Use of ‘manual valves’ caused Atomic Junction gas explosion – COPEC

General News of Monday, 9 October 2017



Atomic Gas Explosion New7play videoAftermath of the explosion

The Chamber of Petroleum Consumers (COPEC) has identified the use of ‘manual valves’ in discharging liquefied petroleum gas from a tanker truck into a storage tank as the possible cause of last Saturday’s gas explosion at Atomic Junction.

It said in a statement Monday, that its findings into the possible cause of the explosions that left seven people dead and 132 injured, points to the absence of a proper dislodge device [suction pumps] at the station.

A gas leak from one of two gas fuel stations within the Atomic Junction enclave reportedly sparked fire, which extended to an adjoining Total Filling Station causing two explosions that sent fireballs into the skies last Saturday.

Hundreds of passengers, traders and residents in and around the Atomic Junction area fled their homes and workplaces for safety as two explosions lit the skies and caused severe heat waves Saturday night.
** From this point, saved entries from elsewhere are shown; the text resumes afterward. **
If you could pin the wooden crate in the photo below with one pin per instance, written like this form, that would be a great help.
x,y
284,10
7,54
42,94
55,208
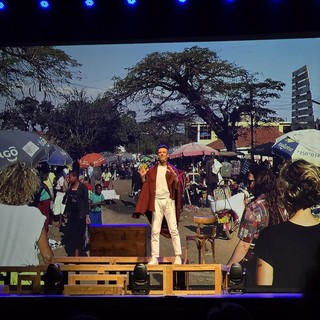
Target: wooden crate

According to the Chamber, the absence of such device caused the tanker driver to use “a rather dangerous mechanical process of dislodging the products using manual valves on the engine of the BRV [gas tanker truck]”.

It observed that there were other gas fuel stations in the country which do not have suction pumps for dislodging LPG, noting such stations have very little regard for standard operating procedures.